Wilcox Tech students hear from Holocaust survivor

October 31, 2017 07:38PM

MERIDEN — Students at Wilcox Technical High School learned about the Holocaust from survivor Ruth “Tutti” Lichtenstern Fishman on Monday.

Fishman recalled being held at the same concentration camp as Anne Frank, before Fishman was taken by cattle car to Theresienstadt concentration camp where she was eventually liberated by the Soviet Army.

“Fifteen thousand children passed through Theresienstadt of which 100 survived,” Fishman said. “I am one of the 100 that survived.”

Born in 1936 in Germany, Fishman’s family moved to Amsterdam when she was still a young child. When the German’s invaded Amsterdam, Fishman’s family was forced out of their home and into “Amsterdam East,” a ghetto for Jewish families.

“The round ups started without warning,” Fishman said. “Big trucks would stop in front of these apartment houses and would hurt the Jews outside.”

Soon after Fishman’s family went into hiding in the attic of a family friend. The small room had only one window, which Fishman and her brother were forbidden to go near for fear of being spotted. The family slept during the day to avoid making noise.

In 1943 her family was transported to Westerbork concentration camp, a transit camp where Jews were held before being taken to death camps in Poland.

“Anne Frank was at the camp at the same time I was,” Fishman said. “I didn’t know her. She was six years older.”

Fishman spent her days at the camp playing with other children in the yard. As time went on she noticed her friends would disappear without warning.

While at Westerbork, her father and other metal workers were able to start a scrap metal sorting operation. which allowed them to escape death. Members of the resistance would mix other metals into the sorted scrap metal in an attempt to weaken German airplanes and weapons being forged from the metal.

One day in 1944, Fishman’s father brought her a doll and placed money and other valuables inside the doll’s head, telling Fishman to keep the doll safe at all costs as the money could be used in an emergency. Fishman never let the doll out of her sight, carrying it with her into adulthood. The doll is now on display at the University of Hartford’s Holocaust exhibit.

After 9 months in Westerbork, Fishman’s family was crowded into cattle cars and taken to Theresienstadt concentration camp in the Czech Republic. During the trip, Fishman said she was in the same car as Cabaret actor Max Ehrlich, who told jokes to keep the passengers spirits up on the three day journey. Ehrlich would eventually be killed in the gas chambers at Auschwitz.

Conditions at Theresienstadt were significantly worse than Westerbork, Fishman said, with captives living on starvation rations of moldy bread and soup.

“The bugs, the illnesses were unbelievable,” Fishman said. “People died left and right.”

Fishman’s family was able to survive because her father smuggled food from the camp’s root cellar where he work, hiding vegetables in his pants.

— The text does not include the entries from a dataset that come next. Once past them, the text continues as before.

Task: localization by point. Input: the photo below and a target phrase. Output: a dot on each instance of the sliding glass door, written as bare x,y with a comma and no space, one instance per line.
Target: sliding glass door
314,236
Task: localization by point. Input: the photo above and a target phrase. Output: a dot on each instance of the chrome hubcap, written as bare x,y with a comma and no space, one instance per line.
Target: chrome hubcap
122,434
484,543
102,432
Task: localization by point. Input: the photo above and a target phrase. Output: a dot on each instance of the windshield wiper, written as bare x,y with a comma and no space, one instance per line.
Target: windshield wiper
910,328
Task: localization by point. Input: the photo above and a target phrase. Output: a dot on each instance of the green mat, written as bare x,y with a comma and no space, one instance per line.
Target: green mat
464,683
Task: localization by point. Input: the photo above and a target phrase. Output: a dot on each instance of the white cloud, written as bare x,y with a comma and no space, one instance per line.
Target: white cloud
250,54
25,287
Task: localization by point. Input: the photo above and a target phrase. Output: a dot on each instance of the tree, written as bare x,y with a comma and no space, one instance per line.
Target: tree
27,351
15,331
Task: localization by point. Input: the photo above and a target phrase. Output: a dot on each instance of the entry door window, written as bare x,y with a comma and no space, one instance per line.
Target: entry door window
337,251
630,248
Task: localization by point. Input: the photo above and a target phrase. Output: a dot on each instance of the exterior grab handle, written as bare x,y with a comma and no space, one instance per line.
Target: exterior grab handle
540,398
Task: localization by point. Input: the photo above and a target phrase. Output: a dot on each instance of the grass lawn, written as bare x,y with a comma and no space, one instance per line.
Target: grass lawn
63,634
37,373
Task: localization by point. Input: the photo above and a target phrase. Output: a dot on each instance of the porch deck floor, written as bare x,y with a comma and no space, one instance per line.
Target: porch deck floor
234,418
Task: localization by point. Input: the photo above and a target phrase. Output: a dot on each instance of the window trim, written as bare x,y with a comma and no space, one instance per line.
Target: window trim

”If he had been discovered, he would have been shot right then and there,” Fishman said.

Eventually orders were issued for all men ages 16 to 55 in the camp to be transported to Auschwitz, including her father. Fishman remembers her father leaning over and kissing her goodbye on her bunk bed. However, in a twist of fate Fishman’s father was able to avoid deportation and remain at the camp after showing guards his passport, which distinguished him as a skilled laborer. The Soviet Union liberated the camp in May 1945.

Fishman’s story is dramatized in the novel “Tutti’s Promise,” a fictional account by her daughter Heidi FIshman. Heidi Fishman told students that while the Holocaust may seem like a distant part of the history, the atrocities carried out are the consequences of discrimination.

“As soon as we look at someone else and see them as an other or less than ourselves, we have a problem,” Heidi Fishman told students. “That is why we study the Holocaust.”

Wilcox Senior Ashley Gudrian said hearing Fishman tell her story was eye-opening.

“It wasn’t just a story you hear in history,” said Gudrian. “That was real.”

“It was like, wow, she lived it,”  Senior Brook Agro said.

The program was organized by English teacher MIchelle Amann-Wojenski and library media specialist Santina Scalia , who attended the U.S. Holocaust Memorial Musuem’s 2017 Belfer National Conference for Educators in Washington D.C. this summert.

“I think it was a very important experience to hear the holocaust survivors story in her own words,” Amann-Wojenski said. “This will be an experience they will never forget.”

In a short question and answer period after Fishman’s story, one student asked Fishman how she was able to lead a normal life after the war.

”I believe your inner feelings, hate and not being able to forgive, can cause cancer and all all sorts of terrible things,” Fishman said. “You have to be able to move on. I have not forgotten, but I have forgiven.”